At higher difficulty levels, waiting to rush with swords is sometimes too late. If you have other reasons to research AH, you may find horses, which allow chariots -- an excellent rushing unit if produced in quantity and quick enough. Similarly, you may have a forested location and want bronze working for chopping and thereby find copper nearby for early axes.

I would also disagree with taking the weaker cities first. In an early rush, the AI's best hammer city is almost always the capital. There is a fair chance that it has a strategic resource as well allowing the AI to produce strong units. Knocking out the capital first makes the remainder of the conquest relatively easy.

Lastly, Stonehenge is going to slow down your rush. Detouring to Mysticism (if you don't have it) plus sinking the hammers into it are not optimal. Why not get AH or BW sooner and use the hammers to build settlers or military units? I like Stonehenge as much as the next guy but if you are advocating it as part of a rush strategy I disagree.
 
First off welcome to the forums.
To be brutally honest many of the things you have written in this guide suggest you are very new to civ 4.
Concentrate on production. In an early rush, hammers win, coins don’t.
When you intend to research an expensive tech early on then :commerce: is very important, hammers are far easier to come by. A major problem you can land yourself in by focusing on :hammers: too much is to run up too much military maintenance before you can pay for it.
In a 3 city crush game, hammers win. When settling, choose hammers over bread or coins. Build troops. Beat people up. Take territory. Win. Enjoy.
Food is the root source of your production (and entire empire in fact!). Specifically for early game :hammers:, :food: allows you to grow to work mines, it contributes production to Workers/Settlers directly AND can be converted to :hammers: by Slavery.
Delaying your food techs till after the extremely expensive and highly unnecesary rush to Metal Casting is suicidal, if this actually works try playing 3-4 difficulties higher!
Without food you will seriously struggle to get any reasonable hammer output.

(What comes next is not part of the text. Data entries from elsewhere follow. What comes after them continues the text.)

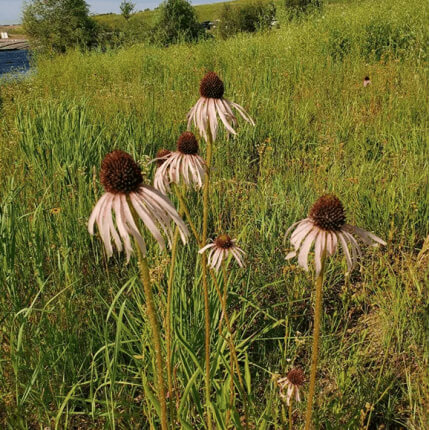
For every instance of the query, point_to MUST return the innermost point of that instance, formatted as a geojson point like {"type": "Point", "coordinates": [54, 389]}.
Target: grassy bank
{"type": "Point", "coordinates": [75, 344]}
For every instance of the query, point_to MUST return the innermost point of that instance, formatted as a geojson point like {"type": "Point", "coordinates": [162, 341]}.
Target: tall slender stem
{"type": "Point", "coordinates": [156, 338]}
{"type": "Point", "coordinates": [187, 215]}
{"type": "Point", "coordinates": [206, 189]}
{"type": "Point", "coordinates": [290, 415]}
{"type": "Point", "coordinates": [232, 347]}
{"type": "Point", "coordinates": [315, 343]}
{"type": "Point", "coordinates": [168, 323]}
{"type": "Point", "coordinates": [146, 281]}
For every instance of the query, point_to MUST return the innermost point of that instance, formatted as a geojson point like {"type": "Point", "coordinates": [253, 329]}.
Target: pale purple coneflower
{"type": "Point", "coordinates": [212, 105]}
{"type": "Point", "coordinates": [182, 166]}
{"type": "Point", "coordinates": [126, 193]}
{"type": "Point", "coordinates": [220, 249]}
{"type": "Point", "coordinates": [326, 227]}
{"type": "Point", "coordinates": [290, 385]}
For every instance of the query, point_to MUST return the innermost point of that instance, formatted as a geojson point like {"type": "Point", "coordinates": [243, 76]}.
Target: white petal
{"type": "Point", "coordinates": [95, 213]}
{"type": "Point", "coordinates": [131, 226]}
{"type": "Point", "coordinates": [145, 216]}
{"type": "Point", "coordinates": [221, 112]}
{"type": "Point", "coordinates": [201, 251]}
{"type": "Point", "coordinates": [122, 228]}
{"type": "Point", "coordinates": [305, 248]}
{"type": "Point", "coordinates": [320, 242]}
{"type": "Point", "coordinates": [342, 240]}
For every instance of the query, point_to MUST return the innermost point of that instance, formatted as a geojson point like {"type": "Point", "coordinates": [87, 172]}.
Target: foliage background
{"type": "Point", "coordinates": [72, 327]}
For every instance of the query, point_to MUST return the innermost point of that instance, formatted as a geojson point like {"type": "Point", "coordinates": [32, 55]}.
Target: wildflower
{"type": "Point", "coordinates": [220, 249]}
{"type": "Point", "coordinates": [290, 385]}
{"type": "Point", "coordinates": [183, 165]}
{"type": "Point", "coordinates": [326, 226]}
{"type": "Point", "coordinates": [125, 192]}
{"type": "Point", "coordinates": [212, 104]}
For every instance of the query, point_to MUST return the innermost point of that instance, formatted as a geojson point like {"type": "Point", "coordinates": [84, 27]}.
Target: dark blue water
{"type": "Point", "coordinates": [14, 61]}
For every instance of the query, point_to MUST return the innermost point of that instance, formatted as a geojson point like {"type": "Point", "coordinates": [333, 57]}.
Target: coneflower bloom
{"type": "Point", "coordinates": [161, 182]}
{"type": "Point", "coordinates": [326, 227]}
{"type": "Point", "coordinates": [123, 182]}
{"type": "Point", "coordinates": [220, 249]}
{"type": "Point", "coordinates": [212, 105]}
{"type": "Point", "coordinates": [182, 166]}
{"type": "Point", "coordinates": [290, 385]}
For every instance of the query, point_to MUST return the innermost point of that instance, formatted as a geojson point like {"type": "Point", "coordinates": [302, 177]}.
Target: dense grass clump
{"type": "Point", "coordinates": [75, 343]}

I'm sure someone will give a more lengthy run down of your article sooner or later.
 
Your settlers are going to get eaten.
 
I agree that there are a lot of problems with your guide, but the biggest problem is the hammer vs food comment. Metal Casting before Agriculture, Animal Husbandry AND Fishing means you aren't improving ANY food for at least a hundred turns. That just doesn't work, even at Noble.
 
... is this a guide for Warlords or the Warlord difficulty?
 
Thanks to everyone for the outstanding commentary.

First, this article is for Noble. On any level higher than Noble, this strategy will get you creamed.

Second, this is also for playing a quick, relatively simple game. Civ4's complexity makes the game less than enjoyable for me. I want to build fast, kick butt, take stuff, and then drop extra cities to fill in the gaps.

I win about 2 out of 3 games this way. The ways I lose are:
My settler gets jumped
I run out of money
I lose the war (yes, this happens)
I don't find any iron or copper
Someone else wins Space Race because I was asleep at the wheel

Happy Civ-ing, all. And thanks again.

Melvinho
If the sign says, "No Smorking", I must be in Japan.